先週末は慌しかったのでゆっくりと書けませんでしたが、一昨年度私が修士号を取得した日本福祉大学通信制大学院の海外スクーリングで2003年1月にお世話になった、サンパウロ大学のフィリップ・グン教授が3日、心臓発作のためにお亡くなりになったという連絡を、大学院事務室からのメールで知りました。

以下に連絡の内容を転載します。


このほど余語教授に入った連絡によると、サンパウロ大学のフィリップ・グン教授が心臓発作のため急逝されました。

アイルランド出身の同教授は、英国で建築や地域経済論を学んだ後、70年代に中南米に渡り、ブラジル市民となられました。サンパウロの日本人社会ともつながりが深く、最近では、トヨタのミニトラックが南米の地域経済にもたらした影響などについて研究を進めておられました。

古くから余語教授と親交があり、そのために本研究科でも、在外教授として2度にわたるブラジルスクーリングを担当いただく他、来日されるたびに院生の論文へのアドバイスもしていただきました。青年時代からの熱い社会的正義感を感じさせる一方で、常にユーモアを絶やさず、底抜けに暖かい人柄は、誰の心をも和ませるものでした。またスクーリングの折には、その南米についての該博な知識と深い社会的洞察に感銘を受けた方々も多かったことと思います。

突然の悲報に接し、呆然とするばかりですが、これまでのグン先生のご指導と友情に感謝するとともに、心からご冥福をお祈りしたいと思います。


少々ショックでありました。サンパウロで10日間ほどスクーリングで滞在した際には、サンパウロ市内のファベーラ(一種のスラム)とか、近郊の産業クラスターとか、日系人へのインタビューとか、サントス港訪問とか、いろいろアレンジをしていただき、最後にはご自宅にまでお招き下さり、おいしいカイピリーニャで酔わせていただきました。
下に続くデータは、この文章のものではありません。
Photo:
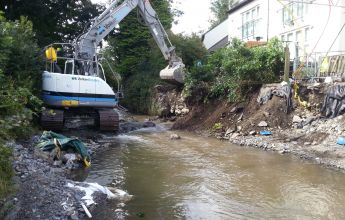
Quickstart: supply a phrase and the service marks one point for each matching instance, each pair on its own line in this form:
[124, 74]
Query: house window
[306, 35]
[250, 23]
[292, 11]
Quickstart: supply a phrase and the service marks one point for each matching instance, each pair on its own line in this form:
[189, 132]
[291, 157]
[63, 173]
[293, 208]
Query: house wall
[305, 27]
[216, 36]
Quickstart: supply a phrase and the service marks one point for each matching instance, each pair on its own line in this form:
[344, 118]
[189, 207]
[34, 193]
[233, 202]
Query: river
[205, 178]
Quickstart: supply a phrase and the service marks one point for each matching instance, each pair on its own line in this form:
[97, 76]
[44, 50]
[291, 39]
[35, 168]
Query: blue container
[341, 141]
[265, 133]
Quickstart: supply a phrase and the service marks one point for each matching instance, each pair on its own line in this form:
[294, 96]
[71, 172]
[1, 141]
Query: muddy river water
[205, 178]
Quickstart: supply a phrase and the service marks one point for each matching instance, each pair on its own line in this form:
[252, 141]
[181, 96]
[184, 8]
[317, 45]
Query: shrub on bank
[19, 80]
[234, 71]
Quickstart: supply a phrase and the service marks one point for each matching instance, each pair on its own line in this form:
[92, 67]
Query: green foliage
[53, 21]
[19, 74]
[220, 10]
[6, 172]
[234, 71]
[189, 48]
[217, 127]
[137, 58]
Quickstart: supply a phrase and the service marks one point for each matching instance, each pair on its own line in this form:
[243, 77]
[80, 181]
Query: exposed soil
[246, 115]
[303, 131]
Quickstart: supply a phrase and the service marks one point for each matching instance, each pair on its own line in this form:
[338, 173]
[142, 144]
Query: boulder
[185, 111]
[263, 124]
[174, 137]
[296, 119]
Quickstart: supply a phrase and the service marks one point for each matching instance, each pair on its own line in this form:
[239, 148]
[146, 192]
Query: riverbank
[302, 131]
[47, 188]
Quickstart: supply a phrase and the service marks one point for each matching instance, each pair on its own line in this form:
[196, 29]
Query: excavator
[80, 88]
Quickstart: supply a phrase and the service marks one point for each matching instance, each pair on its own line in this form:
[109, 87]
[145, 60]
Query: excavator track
[108, 120]
[52, 119]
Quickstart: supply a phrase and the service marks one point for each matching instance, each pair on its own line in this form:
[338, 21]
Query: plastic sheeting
[334, 102]
[284, 91]
[51, 140]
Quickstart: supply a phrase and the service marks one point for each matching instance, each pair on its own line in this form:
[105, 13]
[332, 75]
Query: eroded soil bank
[47, 187]
[303, 131]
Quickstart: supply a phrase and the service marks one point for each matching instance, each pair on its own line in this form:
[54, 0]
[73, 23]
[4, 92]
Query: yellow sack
[51, 54]
[325, 65]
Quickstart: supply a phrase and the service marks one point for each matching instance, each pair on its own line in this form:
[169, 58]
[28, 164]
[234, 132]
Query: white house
[309, 27]
[217, 37]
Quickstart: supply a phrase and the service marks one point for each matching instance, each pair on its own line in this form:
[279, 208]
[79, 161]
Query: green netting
[50, 140]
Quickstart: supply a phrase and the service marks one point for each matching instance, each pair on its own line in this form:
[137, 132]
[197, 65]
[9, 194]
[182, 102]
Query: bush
[234, 71]
[19, 80]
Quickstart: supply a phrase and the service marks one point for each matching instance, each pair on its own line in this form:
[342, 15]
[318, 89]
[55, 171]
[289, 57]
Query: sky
[195, 18]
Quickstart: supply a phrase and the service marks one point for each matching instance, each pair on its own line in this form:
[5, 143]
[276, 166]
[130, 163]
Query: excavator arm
[86, 44]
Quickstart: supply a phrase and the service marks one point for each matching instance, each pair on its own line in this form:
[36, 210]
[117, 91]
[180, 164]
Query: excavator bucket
[173, 74]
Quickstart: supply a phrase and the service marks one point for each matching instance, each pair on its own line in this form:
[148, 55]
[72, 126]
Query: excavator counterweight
[79, 90]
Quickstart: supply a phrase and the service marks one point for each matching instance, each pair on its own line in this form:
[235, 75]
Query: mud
[303, 132]
[42, 184]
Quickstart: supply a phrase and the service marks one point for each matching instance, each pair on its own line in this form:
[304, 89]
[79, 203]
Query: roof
[239, 5]
[203, 35]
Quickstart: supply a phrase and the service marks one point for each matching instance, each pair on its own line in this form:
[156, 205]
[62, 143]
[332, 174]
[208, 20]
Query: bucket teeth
[52, 119]
[108, 120]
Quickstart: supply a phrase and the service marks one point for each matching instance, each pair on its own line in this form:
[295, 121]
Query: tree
[53, 20]
[220, 10]
[138, 58]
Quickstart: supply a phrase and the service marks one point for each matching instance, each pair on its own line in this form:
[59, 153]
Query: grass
[6, 171]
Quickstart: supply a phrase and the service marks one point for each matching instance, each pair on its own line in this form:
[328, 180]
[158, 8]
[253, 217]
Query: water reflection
[204, 178]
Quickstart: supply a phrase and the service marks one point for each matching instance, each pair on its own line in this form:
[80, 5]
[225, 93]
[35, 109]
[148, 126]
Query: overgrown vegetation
[234, 71]
[19, 73]
[139, 60]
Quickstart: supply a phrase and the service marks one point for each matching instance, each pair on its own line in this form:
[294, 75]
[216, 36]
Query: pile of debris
[44, 190]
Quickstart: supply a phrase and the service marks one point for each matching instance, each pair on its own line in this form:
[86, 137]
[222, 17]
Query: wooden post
[287, 64]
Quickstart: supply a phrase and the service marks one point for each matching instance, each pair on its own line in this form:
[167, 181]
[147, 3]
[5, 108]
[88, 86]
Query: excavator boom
[87, 43]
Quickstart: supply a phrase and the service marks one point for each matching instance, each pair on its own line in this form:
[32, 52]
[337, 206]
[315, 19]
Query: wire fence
[322, 64]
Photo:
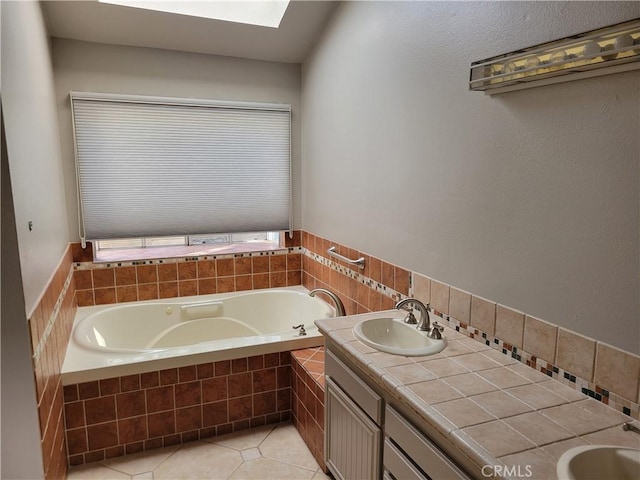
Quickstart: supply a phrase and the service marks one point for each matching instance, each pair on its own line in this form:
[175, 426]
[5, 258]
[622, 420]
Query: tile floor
[269, 452]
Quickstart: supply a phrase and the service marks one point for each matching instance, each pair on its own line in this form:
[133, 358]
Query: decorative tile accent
[50, 326]
[538, 338]
[130, 281]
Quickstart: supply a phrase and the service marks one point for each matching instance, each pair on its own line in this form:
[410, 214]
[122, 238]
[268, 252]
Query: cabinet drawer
[420, 449]
[398, 465]
[360, 392]
[352, 439]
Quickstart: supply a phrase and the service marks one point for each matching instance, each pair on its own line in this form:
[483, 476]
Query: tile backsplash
[130, 281]
[593, 368]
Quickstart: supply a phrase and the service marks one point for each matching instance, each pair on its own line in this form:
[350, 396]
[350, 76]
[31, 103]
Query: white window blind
[150, 166]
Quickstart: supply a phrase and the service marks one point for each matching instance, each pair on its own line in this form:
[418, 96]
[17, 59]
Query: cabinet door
[352, 439]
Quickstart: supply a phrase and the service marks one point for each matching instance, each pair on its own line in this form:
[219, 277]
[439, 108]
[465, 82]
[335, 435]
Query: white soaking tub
[124, 339]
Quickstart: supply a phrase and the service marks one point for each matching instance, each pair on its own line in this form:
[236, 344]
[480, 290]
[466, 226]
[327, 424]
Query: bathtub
[125, 339]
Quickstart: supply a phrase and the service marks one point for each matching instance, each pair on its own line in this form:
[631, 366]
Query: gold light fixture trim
[597, 52]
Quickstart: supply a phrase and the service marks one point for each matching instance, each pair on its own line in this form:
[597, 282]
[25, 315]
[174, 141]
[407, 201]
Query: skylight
[265, 13]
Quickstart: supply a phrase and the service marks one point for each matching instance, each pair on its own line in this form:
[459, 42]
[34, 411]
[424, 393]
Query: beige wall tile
[483, 315]
[618, 371]
[540, 338]
[439, 296]
[576, 354]
[460, 305]
[509, 325]
[421, 288]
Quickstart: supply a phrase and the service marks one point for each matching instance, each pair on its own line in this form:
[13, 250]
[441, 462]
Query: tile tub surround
[50, 327]
[493, 409]
[307, 399]
[125, 415]
[597, 370]
[108, 283]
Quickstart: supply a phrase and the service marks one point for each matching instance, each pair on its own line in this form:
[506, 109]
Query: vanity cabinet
[408, 454]
[368, 440]
[352, 424]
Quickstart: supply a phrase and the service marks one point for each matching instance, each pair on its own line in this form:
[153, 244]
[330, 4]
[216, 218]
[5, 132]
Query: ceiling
[91, 21]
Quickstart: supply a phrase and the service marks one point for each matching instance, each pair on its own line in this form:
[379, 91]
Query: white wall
[33, 145]
[94, 67]
[20, 451]
[530, 198]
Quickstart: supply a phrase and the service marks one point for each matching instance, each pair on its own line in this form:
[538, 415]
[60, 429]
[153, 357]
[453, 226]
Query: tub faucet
[337, 302]
[425, 323]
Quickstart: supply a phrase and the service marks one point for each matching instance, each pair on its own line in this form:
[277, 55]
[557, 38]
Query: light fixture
[598, 52]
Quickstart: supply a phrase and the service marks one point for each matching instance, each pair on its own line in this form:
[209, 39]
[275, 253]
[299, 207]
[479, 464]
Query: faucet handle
[302, 330]
[410, 318]
[436, 331]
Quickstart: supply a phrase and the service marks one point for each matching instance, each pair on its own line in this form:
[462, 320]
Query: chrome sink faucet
[425, 323]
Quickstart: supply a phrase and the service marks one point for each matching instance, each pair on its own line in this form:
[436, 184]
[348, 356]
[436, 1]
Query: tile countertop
[496, 410]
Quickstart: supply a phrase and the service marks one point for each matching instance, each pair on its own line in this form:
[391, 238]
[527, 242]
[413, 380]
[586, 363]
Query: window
[184, 246]
[152, 167]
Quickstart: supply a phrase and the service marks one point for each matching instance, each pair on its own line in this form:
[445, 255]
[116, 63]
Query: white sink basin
[599, 462]
[392, 335]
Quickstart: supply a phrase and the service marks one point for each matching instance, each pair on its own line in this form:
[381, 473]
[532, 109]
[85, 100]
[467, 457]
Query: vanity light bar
[598, 52]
グン先生は都市計画がご専門で、私の専門とはちょっと異なるのですが、私がファベーラを見学した際になにげなく発した質問(私自身は覚えていないのですが)で先生ご自身も何かしら気付きがあったとのことで、「彼を博士課程に入れたらきっとしっかりした論文を書き上げるだろう」というようなことを大学院の先生のおっしゃっていたそうです。私は、未だ今のところは博士論文を書こうという気持ちにはなっていませんが、グン先生からそのようなご評価をいただいていたことが、ある意味で心の支えになって今までも頑張ってこれたような気がします。いっそ今の仕事を投げ出して博士論文に挑戦してみようかなどと時々考えたりもしていて…。

ブラジルが90年代のハイパーインフレの最中だった頃のエピソードとして、グン先生は、「給料日にはすぐに文房具をまとめ買いした。必要な時に買おうとすると、値段がつり上がっている。」といった具合に実体験を交えてハイパーインフレとはどういうものなのかを教えて下さいました。今の私の会社の若手社員にハイパーインフレと言ってもピンと来る人はそれほどいません。だから、先生のお話をいつも例として使わせていただいていました。
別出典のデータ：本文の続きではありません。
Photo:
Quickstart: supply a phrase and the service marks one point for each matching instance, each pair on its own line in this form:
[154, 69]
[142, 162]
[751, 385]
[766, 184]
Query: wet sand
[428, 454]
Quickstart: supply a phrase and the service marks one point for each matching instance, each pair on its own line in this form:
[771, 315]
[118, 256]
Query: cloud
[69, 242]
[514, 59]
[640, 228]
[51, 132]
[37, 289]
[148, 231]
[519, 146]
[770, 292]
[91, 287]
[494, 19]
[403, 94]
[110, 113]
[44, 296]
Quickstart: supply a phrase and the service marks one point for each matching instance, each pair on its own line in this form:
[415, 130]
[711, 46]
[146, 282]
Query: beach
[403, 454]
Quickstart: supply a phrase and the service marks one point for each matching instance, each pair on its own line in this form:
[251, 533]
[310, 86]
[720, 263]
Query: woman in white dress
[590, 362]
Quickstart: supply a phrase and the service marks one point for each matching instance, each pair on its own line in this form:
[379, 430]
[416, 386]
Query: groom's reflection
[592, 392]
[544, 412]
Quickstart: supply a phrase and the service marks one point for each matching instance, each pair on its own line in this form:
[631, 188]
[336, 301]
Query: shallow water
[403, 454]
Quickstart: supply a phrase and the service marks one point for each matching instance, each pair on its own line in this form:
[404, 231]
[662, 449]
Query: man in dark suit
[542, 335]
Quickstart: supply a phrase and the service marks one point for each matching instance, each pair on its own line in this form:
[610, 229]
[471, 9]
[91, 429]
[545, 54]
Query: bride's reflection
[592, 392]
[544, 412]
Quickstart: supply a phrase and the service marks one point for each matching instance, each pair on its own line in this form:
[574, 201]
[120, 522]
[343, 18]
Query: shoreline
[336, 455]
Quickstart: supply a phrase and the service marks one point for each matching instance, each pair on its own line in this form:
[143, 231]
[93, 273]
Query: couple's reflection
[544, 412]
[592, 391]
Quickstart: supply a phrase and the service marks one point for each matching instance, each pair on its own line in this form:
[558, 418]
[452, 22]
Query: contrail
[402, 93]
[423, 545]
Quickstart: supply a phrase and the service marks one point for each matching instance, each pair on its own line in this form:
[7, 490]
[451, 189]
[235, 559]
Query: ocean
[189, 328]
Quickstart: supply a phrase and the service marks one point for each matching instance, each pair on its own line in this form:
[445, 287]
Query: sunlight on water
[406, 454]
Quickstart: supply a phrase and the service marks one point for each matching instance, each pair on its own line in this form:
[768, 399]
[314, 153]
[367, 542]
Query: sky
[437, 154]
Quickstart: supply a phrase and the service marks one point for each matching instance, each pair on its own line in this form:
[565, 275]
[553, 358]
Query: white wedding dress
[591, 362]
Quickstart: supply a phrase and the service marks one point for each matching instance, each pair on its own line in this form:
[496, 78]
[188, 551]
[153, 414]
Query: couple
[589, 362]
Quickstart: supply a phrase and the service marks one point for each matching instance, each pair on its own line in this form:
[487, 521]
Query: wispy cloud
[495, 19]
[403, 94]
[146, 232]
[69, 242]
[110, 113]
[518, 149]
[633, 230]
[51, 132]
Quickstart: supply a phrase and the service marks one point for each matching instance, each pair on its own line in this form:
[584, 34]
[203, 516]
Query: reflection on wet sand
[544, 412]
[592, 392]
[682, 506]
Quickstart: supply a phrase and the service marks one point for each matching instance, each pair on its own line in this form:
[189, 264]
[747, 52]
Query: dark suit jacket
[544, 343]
ヒッピーを年寄りにしたような風貌で、話し方もゆったりとしていて、何だか大学の先生らしくない先生でした。でも、視点は鋭いと思いましたし、若き日は熱い社会運動家だったという話も伺っていました。

また南米を訪れる機会があったら、是非サンパウロのグン先生のお宅にも立ち寄りたいなと思っていましたが、残念ながらそれもかなわぬことになってしまいました。とても残念です。

先生のご冥福をお祈りします。合掌…。